Extracorporeal Shock-Wave Lithotripsy (ESWL). Prosedur
noninvasif ini menggunakan gelombang kejut berulang (repeated shock
waves) yang diarahkan pada batu empedu di dalam kandung empedu
atau duktus koledokus dengan maksud untuk memecah batu tersebut
menjadi sejumlah fragmen. Gelombang kejut dihasilkan dalam media
cairan oleh percikan listrik, yaitu piezoelektrik, atau muatan
elektromagnetik. Energi ini disalurkan ke dalam tubuh lewat rendaman
air atau kantong yang berisi cairan. Gelombang kejut yang
dkonvergensikan tersebut dialirkan kepada batu empedu yang akan
dipecah. Setelah batu dipecah secara bertahap, pecahannya akan
bergerak spontan dari kandung empedu atau duktus koledokus dan
dikeluatkan melalui endoscop atau dilarutkan dengan pelarut asam
empedu yang diberikan per oral.
Litotripsi Intracorporeal. Batu yang ada dalam kandung empedu
atau duktus koledokus dapat dipecah dengan menggunakan gelombang
ultrasound, laser berpulsa atau litotripsi hidrolik yang dipasang pada
endoscop, dan diarahkan langsung pada batu. Kemudian fragmen batu
atau debris dikeluarkan dengan cara irigasi dan aspirasi.

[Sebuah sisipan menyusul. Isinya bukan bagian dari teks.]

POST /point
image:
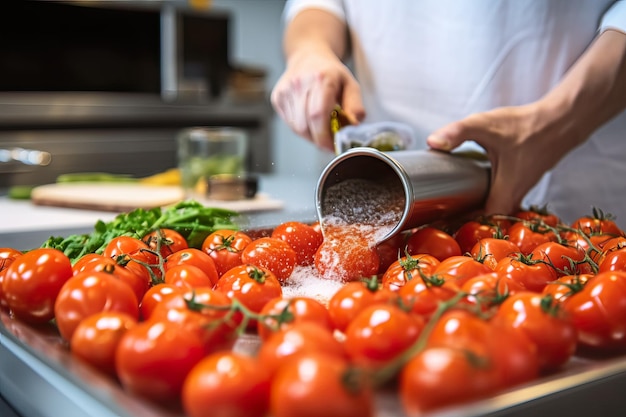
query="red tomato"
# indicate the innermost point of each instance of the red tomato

2. Penatalaksanaan Pembedahan
a. Koleksistektomi Terbuka
Operasi ini merupakan standar terbaik untuk penanganan pasien
dengan batu empedu simtomatik. Komplikasi yang paling bermakna,
cidera duktus biliaris, terjadi dalam kurang dari 0,2% pasien. Angka
mortalitas yang dilaporkan untuk prosedur ini telah terlihat dalam
penelitian baru-baru ini, yaitu kurang dari 0,5%. Indikasi yang paling
umum untuk kolesistektomi adalah kolik biliaris rekuren, diikuti oleh
kolesistisi akut. Praktik pada saat ini mencakup kolesistektomi segera
dalam pasien dengan kolesistisi akut dalam masa perawatan di rumah
sakit yang sama. Jika tidak ada bukti kemajuan setelah 24 jam
penanganan medis, atau jika ada tanda-tanda penurunan klinis, maka
kolesistektomi darurat harus dipertimbangkan.
b. Mini Kolesistektomi
Merupakan prosedur bedah untuk mengeluarkan kandung empedu
lewat luka insisi selebar 4cm. Jika diperlukan, luka insisi dapat
diperlebar untuk mengeluarkan batu kandung empedu yang berukuran
lebih besar. Drain mungkin dapat atau tidak digunakan pada mini
kolasistektomi. Biaya yang ringan dan waktu rawat yang singkat
merupakan salah satu alasan untuk meneruskan bentuk penanganan ini.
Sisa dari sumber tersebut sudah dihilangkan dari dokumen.